How Many People Have HSV-1 and HSV-2?

Herpes simplex virus is one of the most common infections on the planet. In the United States alone, roughly 48% of people aged 14 to 49 carry HSV-1, and about 12% carry HSV-2, based on CDC data from the 2015–2016 national health survey. Globally, the numbers are even larger, with billions of people carrying one or both types of the virus.

HSV-1 and HSV-2: Two Different Viruses, Different Patterns

HSV-1 is the more widespread of the two types. Most people pick it up during childhood through nonsexual contact like a kiss from a parent or sharing utensils. It traditionally causes oral herpes (cold sores), though it increasingly causes genital infections as well. In the U.S., prevalence climbs steadily with age: about 27% of teenagers aged 14 to 19 carry HSV-1, rising to 41% in the 20s, 54% in the 30s, and nearly 60% by the 40s.

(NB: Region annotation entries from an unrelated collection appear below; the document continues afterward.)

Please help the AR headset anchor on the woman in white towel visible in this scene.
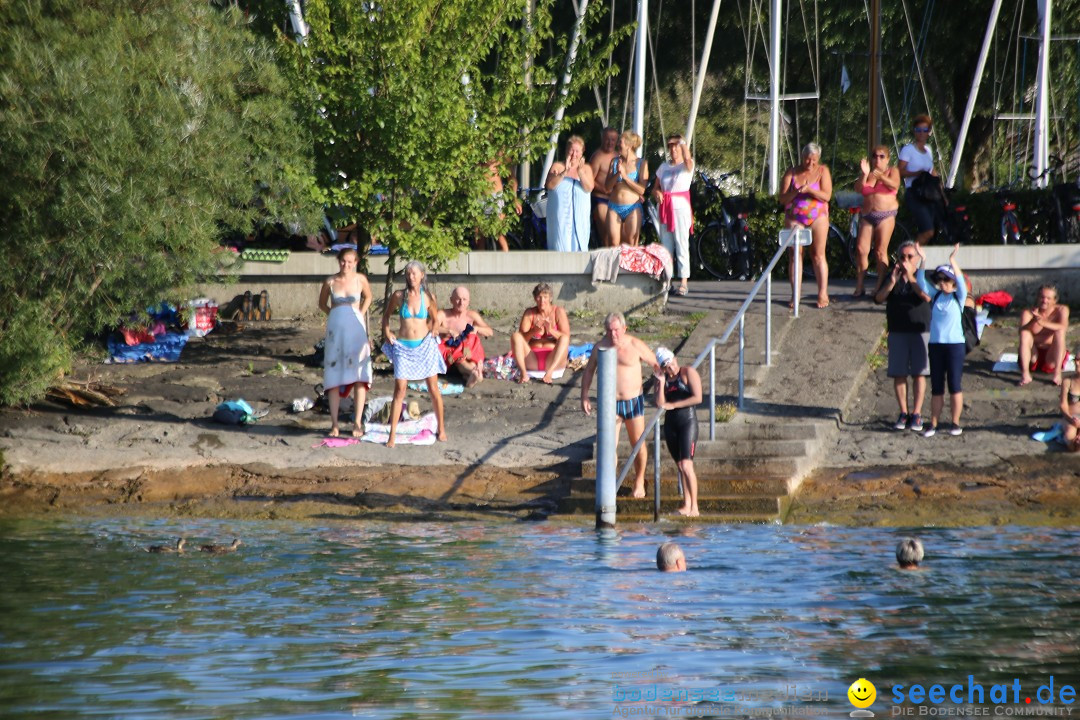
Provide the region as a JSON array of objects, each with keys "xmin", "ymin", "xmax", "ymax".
[{"xmin": 319, "ymin": 249, "xmax": 372, "ymax": 437}]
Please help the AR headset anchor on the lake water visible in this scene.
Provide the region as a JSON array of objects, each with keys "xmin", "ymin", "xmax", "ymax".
[{"xmin": 0, "ymin": 519, "xmax": 1080, "ymax": 719}]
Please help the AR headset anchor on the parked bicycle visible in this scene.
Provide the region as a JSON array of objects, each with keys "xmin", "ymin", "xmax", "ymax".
[{"xmin": 694, "ymin": 171, "xmax": 761, "ymax": 280}]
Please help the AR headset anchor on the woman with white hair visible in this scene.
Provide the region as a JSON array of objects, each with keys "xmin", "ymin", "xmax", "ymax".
[
  {"xmin": 657, "ymin": 348, "xmax": 701, "ymax": 517},
  {"xmin": 777, "ymin": 142, "xmax": 833, "ymax": 308},
  {"xmin": 382, "ymin": 260, "xmax": 446, "ymax": 448}
]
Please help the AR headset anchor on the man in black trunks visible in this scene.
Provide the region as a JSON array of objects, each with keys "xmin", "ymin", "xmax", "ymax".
[
  {"xmin": 874, "ymin": 240, "xmax": 930, "ymax": 433},
  {"xmin": 657, "ymin": 348, "xmax": 701, "ymax": 517},
  {"xmin": 581, "ymin": 313, "xmax": 660, "ymax": 498}
]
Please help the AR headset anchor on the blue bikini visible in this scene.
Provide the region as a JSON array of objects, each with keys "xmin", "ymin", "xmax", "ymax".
[{"xmin": 608, "ymin": 160, "xmax": 642, "ymax": 220}]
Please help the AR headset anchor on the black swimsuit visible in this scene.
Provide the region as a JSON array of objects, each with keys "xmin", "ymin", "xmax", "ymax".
[{"xmin": 664, "ymin": 373, "xmax": 698, "ymax": 462}]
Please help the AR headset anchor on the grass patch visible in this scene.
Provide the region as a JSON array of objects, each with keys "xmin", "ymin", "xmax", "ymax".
[{"xmin": 866, "ymin": 338, "xmax": 889, "ymax": 371}]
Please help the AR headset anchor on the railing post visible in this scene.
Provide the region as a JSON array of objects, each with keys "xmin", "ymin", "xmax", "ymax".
[
  {"xmin": 765, "ymin": 272, "xmax": 772, "ymax": 367},
  {"xmin": 708, "ymin": 342, "xmax": 716, "ymax": 440},
  {"xmin": 739, "ymin": 314, "xmax": 746, "ymax": 410},
  {"xmin": 596, "ymin": 348, "xmax": 618, "ymax": 528},
  {"xmin": 652, "ymin": 416, "xmax": 663, "ymax": 522}
]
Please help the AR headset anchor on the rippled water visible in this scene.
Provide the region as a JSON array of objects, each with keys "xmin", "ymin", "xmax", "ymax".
[{"xmin": 0, "ymin": 519, "xmax": 1080, "ymax": 718}]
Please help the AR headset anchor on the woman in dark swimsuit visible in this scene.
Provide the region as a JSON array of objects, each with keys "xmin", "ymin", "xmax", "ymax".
[{"xmin": 657, "ymin": 348, "xmax": 701, "ymax": 517}]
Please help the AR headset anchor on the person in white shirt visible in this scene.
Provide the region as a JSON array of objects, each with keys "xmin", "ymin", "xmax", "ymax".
[{"xmin": 652, "ymin": 135, "xmax": 693, "ymax": 295}]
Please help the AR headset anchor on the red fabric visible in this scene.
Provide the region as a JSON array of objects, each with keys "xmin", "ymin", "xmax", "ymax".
[
  {"xmin": 978, "ymin": 290, "xmax": 1012, "ymax": 308},
  {"xmin": 619, "ymin": 243, "xmax": 672, "ymax": 280},
  {"xmin": 660, "ymin": 190, "xmax": 693, "ymax": 235},
  {"xmin": 438, "ymin": 332, "xmax": 484, "ymax": 367},
  {"xmin": 1031, "ymin": 348, "xmax": 1069, "ymax": 373},
  {"xmin": 120, "ymin": 327, "xmax": 154, "ymax": 345}
]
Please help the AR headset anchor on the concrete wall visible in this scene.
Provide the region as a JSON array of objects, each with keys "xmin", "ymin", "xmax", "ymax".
[
  {"xmin": 927, "ymin": 245, "xmax": 1080, "ymax": 307},
  {"xmin": 195, "ymin": 252, "xmax": 667, "ymax": 317}
]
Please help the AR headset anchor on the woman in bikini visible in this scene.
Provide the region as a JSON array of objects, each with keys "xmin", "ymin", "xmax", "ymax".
[
  {"xmin": 777, "ymin": 142, "xmax": 833, "ymax": 308},
  {"xmin": 510, "ymin": 283, "xmax": 570, "ymax": 385},
  {"xmin": 319, "ymin": 249, "xmax": 372, "ymax": 437},
  {"xmin": 605, "ymin": 130, "xmax": 649, "ymax": 245},
  {"xmin": 1061, "ymin": 347, "xmax": 1080, "ymax": 452},
  {"xmin": 382, "ymin": 260, "xmax": 446, "ymax": 448},
  {"xmin": 854, "ymin": 145, "xmax": 900, "ymax": 298}
]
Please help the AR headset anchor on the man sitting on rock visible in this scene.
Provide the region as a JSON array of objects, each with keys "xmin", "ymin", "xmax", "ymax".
[
  {"xmin": 1020, "ymin": 285, "xmax": 1069, "ymax": 388},
  {"xmin": 438, "ymin": 286, "xmax": 495, "ymax": 388}
]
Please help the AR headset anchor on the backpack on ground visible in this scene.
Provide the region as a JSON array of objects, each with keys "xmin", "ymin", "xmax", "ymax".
[{"xmin": 932, "ymin": 290, "xmax": 980, "ymax": 355}]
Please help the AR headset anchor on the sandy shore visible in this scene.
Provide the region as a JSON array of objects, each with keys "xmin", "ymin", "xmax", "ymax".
[{"xmin": 0, "ymin": 295, "xmax": 1080, "ymax": 526}]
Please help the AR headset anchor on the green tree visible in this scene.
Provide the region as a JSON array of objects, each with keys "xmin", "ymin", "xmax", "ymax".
[
  {"xmin": 0, "ymin": 0, "xmax": 318, "ymax": 404},
  {"xmin": 282, "ymin": 0, "xmax": 625, "ymax": 294}
]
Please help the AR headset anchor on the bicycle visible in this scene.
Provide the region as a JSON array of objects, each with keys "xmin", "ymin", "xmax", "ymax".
[{"xmin": 694, "ymin": 171, "xmax": 761, "ymax": 280}]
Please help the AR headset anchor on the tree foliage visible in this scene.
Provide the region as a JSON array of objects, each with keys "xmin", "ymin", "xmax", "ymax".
[
  {"xmin": 0, "ymin": 0, "xmax": 314, "ymax": 404},
  {"xmin": 282, "ymin": 0, "xmax": 625, "ymax": 291}
]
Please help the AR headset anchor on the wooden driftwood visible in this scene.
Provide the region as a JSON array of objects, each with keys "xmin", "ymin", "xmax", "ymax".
[{"xmin": 45, "ymin": 380, "xmax": 125, "ymax": 407}]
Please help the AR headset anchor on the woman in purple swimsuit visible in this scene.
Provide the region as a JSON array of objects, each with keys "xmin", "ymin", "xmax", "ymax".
[
  {"xmin": 777, "ymin": 142, "xmax": 833, "ymax": 308},
  {"xmin": 854, "ymin": 145, "xmax": 900, "ymax": 298}
]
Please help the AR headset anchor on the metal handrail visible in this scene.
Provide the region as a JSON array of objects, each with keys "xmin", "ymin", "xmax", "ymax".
[{"xmin": 615, "ymin": 230, "xmax": 809, "ymax": 521}]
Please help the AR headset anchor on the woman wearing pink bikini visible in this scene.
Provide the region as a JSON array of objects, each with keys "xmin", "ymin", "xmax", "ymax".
[
  {"xmin": 854, "ymin": 145, "xmax": 900, "ymax": 298},
  {"xmin": 777, "ymin": 142, "xmax": 833, "ymax": 308}
]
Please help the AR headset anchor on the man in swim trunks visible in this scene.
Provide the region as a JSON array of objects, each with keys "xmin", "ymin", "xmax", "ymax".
[
  {"xmin": 589, "ymin": 127, "xmax": 619, "ymax": 247},
  {"xmin": 510, "ymin": 283, "xmax": 570, "ymax": 385},
  {"xmin": 581, "ymin": 313, "xmax": 660, "ymax": 498},
  {"xmin": 1020, "ymin": 285, "xmax": 1069, "ymax": 386},
  {"xmin": 438, "ymin": 286, "xmax": 495, "ymax": 388}
]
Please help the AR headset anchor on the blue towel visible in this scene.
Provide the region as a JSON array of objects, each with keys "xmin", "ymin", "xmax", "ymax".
[
  {"xmin": 108, "ymin": 332, "xmax": 188, "ymax": 363},
  {"xmin": 566, "ymin": 342, "xmax": 593, "ymax": 359}
]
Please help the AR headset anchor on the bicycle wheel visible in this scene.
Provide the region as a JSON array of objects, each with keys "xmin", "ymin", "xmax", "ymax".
[{"xmin": 694, "ymin": 225, "xmax": 734, "ymax": 280}]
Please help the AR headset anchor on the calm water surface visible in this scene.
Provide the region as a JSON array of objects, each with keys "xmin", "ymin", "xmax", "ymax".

HSV-2 is primarily spread through sexual contact and is the virus most associated with genital herpes. It’s far less common than HSV-1 but still affects a significant share of the population. Among Americans aged 14 to 49, prevalence starts below 1% in teenagers, then rises to about 8% in the 20s, 13% in the 30s, and 21% in the 40s. Women are infected at higher rates than men, partly because the virus transmits more easily from male to female during sex.

The Numbers Are Likely Higher Than Reported

The CDC’s national survey does not include people who are incarcerated or homeless, groups that tend to have higher infection rates. That means the official U.S. figures of 48% for HSV-1 and 12% for HSV-2 are probably conservative estimates.

More strikingly, over 80% of people with HSV-2 don’t know they have it. Their infections are either completely asymptomatic, produce symptoms mild enough to go unnoticed, or get misdiagnosed because they don’t look like the textbook genital sores most people picture. Standard STI panels typically do not include herpes blood tests unless you specifically ask, which means many carriers never get tested at all.

HSV-1 Is Changing the Picture of Genital Herpes

One of the biggest shifts in herpes epidemiology over recent decades is the growing role of HSV-1 in genital infections. A 2023 meta-analysis found that HSV-1 now accounts for about 37% of genital herpes cases worldwide. In younger populations the proportion is even higher. Among a large study of students aged 16 to 21, HSV-1 was responsible for 78% of all genital herpes isolates.

This shift is happening in part because fewer young people are catching HSV-1 as children. That sounds like good news, but it has a paradoxical effect: without childhood oral infection providing some immune protection, teenagers and young adults encountering HSV-1 for the first time through oral sex are more vulnerable to genital infection. The pattern varies dramatically by region. In Africa, HSV-1 causes only about 1% of genital herpes cases, likely because childhood oral infection remains extremely common there.

How Prevalence Changes With Age

Both HSV-1 and HSV-2 become more common as people get older, but for different reasons. HSV-1 prevalence rises partly because more years of life mean more chances for casual exposure, and the virus never leaves the body once acquired. HSV-2 prevalence increases because cumulative sexual exposure grows over time. By your 40s, you are roughly 26 times more likely to carry HSV-2 than a teenager, based on the jump from 0.8% prevalence in 14- to 19-year-olds to 21.2% in 40- to 49-year-olds.

The highest number of new HSV-2 infections, however, occurs in adolescents and young adults. So while older adults have the highest overall prevalence because the virus is lifelong, the peak window for first catching HSV-2 is earlier in life.

What These Numbers Mean in Practical Terms

If you’re in a room with ten American adults in their 40s, statistically about six of them carry HSV-1 and two carry HSV-2. Some carry both. The vast majority have never had a noticeable outbreak or have had symptoms so mild they attributed them to something else, like razor burn or a yeast infection.

Because herpes is so common and so often invisible, the gap between actual infections and diagnosed cases is enormous. Routine screening isn’t recommended for people without symptoms, partly because the psychological burden of a positive test often outweighs the clinical significance for someone who has never had an outbreak. This policy choice keeps official case counts low even as actual prevalence remains high.

For people who do experience outbreaks, the first episode is typically the worst, and recurrences tend to become less frequent over the years. HSV-2 recurs more often than genital HSV-1, which is one reason the type of virus matters even when the location of infection is the same. Antiviral medications can reduce outbreak frequency and lower the risk of transmitting the virus to a partner, but they do not eliminate the virus from the body.